Subscriber terms & conditions
The following terms and conditions apply to you (the Subscriber) when you purchase a subscription to the Arts Law Centre of Australia (Arts Law):
- The Subscriber acknowledges that Arts Law does not:
- represent clients in litigation, arbitration or mediation proceedings;
- negotiate contracts or other deals on behalf of clients; or
- draft contracts or other documents except in exceptional circumstances.
- Subject to paragraph 3, Arts Law agrees that legal advice will be given only by lawyers who are qualified solicitors or barristers.
- The Subscriber understands that work may be done on a file by law students or paralegals but only under the supervision of a qualified lawyer.
- Arts Law agrees not to charge fees (including professional costs and office expenses) for any legal advice which it provides apart from the fees set out in paragraph 10, and any fee payable by the Subscriber for the purchase of Arts Law publications.
- The Subscriber understands that:
- Arts Law must avoid a conflict of interest. In order to do so, Arts Law may decline to advise the Subscriber in certain circumstances including where the Subscriber is in a dispute in which the other party to that dispute has made prior contact with Arts Law for legal advice. Where a conflict prevents Arts Law from advising a Subscriber, Arts Law may, in its absolute discretion, endeavor to source a pro bono consultation for the Subscriber with an external law firm;
- Arts Law has an ‘artists first’ policy. Where a commercial or government organisation seeks legal advice from Arts Law concerning a matter affecting the rights of an artist or artists, Arts Law may decline to advise the Subscriber organisation. In limited circumstances, and its absolute discretion, Arts Law may agree to provide the Subscriber organisation with best practice advice on a contract affecting the rights of artists.
- If Arts Law provides a referral to a lawyer on Arts Law’s panel of referral lawyers, the Subscriber understands that the referral lawyer is completely independent of Arts Law. Any arrangement or advice or representation that the Subscriber makes with a referral lawyer will be in the nature of a commercial relationship between that referral lawyer and the Subscriber in a solicitor/client relationship. The Subscriber is solely responsible for the fees or charges of the referral lawyer and Arts Law is not liable to contribute or pay any amount whatsoever towards those fees and charges.
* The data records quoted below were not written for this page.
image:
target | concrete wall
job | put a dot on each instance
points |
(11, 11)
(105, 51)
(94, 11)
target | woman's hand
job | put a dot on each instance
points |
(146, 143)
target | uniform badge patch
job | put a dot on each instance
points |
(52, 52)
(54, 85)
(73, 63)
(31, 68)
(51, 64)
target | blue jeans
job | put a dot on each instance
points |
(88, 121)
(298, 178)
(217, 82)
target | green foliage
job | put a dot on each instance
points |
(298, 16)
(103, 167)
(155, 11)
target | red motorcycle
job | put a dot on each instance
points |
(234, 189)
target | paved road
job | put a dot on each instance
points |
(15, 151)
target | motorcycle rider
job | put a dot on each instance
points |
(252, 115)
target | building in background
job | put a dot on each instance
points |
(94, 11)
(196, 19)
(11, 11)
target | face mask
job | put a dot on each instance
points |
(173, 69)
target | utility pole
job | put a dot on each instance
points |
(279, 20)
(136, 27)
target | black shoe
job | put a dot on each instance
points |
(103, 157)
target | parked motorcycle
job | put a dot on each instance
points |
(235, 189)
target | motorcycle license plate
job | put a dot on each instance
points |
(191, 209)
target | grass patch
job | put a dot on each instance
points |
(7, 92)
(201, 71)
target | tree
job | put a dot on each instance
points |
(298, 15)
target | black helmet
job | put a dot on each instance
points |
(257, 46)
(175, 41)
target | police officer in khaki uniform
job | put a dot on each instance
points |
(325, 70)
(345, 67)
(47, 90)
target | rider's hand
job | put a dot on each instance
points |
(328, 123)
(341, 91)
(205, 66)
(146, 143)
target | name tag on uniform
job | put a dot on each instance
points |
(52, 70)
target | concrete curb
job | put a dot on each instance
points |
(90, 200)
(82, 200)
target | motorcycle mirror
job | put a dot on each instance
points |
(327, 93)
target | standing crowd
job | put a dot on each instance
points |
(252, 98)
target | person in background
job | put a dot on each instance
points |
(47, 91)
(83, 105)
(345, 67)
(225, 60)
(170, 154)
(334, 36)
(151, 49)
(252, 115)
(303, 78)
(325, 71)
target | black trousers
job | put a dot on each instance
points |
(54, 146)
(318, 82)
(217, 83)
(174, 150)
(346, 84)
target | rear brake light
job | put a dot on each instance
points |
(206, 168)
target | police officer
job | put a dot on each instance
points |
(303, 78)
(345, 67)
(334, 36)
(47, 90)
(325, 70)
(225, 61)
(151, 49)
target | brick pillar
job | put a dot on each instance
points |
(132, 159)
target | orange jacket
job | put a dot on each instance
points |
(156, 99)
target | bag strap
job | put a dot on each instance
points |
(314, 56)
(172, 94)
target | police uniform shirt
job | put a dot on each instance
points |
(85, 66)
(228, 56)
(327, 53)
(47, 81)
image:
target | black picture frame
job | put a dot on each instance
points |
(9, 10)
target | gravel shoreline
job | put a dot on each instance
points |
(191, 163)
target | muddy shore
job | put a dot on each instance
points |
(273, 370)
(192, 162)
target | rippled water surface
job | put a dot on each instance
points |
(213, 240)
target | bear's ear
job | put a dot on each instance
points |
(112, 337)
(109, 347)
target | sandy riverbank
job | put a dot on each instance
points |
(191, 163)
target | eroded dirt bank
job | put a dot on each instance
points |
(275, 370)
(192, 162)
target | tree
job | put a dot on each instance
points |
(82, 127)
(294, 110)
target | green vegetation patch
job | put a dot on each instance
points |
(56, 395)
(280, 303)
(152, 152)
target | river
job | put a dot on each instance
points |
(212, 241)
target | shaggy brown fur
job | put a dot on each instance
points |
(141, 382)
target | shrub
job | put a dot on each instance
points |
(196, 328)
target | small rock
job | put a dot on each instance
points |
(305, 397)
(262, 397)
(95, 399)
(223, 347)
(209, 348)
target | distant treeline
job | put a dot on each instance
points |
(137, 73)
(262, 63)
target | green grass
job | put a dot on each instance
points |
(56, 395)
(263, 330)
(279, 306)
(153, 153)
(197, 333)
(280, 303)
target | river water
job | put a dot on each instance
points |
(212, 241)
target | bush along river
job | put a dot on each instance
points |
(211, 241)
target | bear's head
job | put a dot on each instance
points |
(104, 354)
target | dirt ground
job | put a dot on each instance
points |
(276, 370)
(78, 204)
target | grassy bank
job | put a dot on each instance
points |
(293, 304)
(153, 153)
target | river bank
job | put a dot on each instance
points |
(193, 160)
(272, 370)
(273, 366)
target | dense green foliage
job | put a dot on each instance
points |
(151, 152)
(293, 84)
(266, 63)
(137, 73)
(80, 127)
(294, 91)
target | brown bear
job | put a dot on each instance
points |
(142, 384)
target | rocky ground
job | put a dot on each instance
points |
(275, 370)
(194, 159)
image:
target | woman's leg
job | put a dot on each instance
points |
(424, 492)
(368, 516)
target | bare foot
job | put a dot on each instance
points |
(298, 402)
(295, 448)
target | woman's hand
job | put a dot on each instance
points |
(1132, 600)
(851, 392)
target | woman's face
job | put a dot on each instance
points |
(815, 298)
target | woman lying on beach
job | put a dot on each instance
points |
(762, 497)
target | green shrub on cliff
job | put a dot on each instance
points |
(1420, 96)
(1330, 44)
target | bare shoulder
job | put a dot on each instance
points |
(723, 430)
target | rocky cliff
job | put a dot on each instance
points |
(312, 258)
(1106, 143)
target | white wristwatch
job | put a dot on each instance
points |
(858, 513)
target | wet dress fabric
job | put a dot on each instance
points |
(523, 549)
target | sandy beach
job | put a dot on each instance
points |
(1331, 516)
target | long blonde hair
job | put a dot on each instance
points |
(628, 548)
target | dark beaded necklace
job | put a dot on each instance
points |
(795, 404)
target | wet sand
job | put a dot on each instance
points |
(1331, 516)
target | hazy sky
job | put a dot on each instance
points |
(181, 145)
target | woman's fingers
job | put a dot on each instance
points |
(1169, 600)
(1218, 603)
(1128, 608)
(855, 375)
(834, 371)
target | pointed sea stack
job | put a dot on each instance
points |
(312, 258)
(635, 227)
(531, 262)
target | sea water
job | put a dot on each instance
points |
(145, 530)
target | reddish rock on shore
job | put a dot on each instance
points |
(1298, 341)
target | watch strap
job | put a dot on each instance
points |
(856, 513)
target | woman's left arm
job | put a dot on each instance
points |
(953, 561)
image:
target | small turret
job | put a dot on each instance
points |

- The Subscriber is responsible for providing Arts Law with all documents and information relevant to the advice sought. Unless clearly stated in writing at the time of seeking advice, Arts Law will assume that all documents and other materials provided by the Subscriber are copies and that the Subscriber does not require their return. Arts Law will be entitled to dispose of such documents without notice to the Subscriber and will not be responsible for loss, theft or damage to such document if a request for its return has not been made within six months of Arts Law completing its advice or review.
- Arts Law will archive and keep closed files for seven years. It is entitled to destroy a file after that period without notice to the Subscriber.
- A Document Review Service is a single advice session with a lawyer which relates to the construction or interpretation of one or more related documents. If Arts Law determines that the documents provided by the Subscriber deal with separate legal issues, or the quantum of material provided exceeds the scope of a single advice session, Arts Law may notify the Subscriber that two or more Document Review Services are required.
- Upon payment of the annual subscription fee, each Subscriber is entitled to two (2) Document Review sessions (DRS) and five (5) Telephone Legal Advice (TLA) sessions in the twelve month subscription period. During the subscription period, additional Document Review Service advice sessions are available for a fee of $100 each. There is no limit on the number of additional Document Review Services available during that subscription period.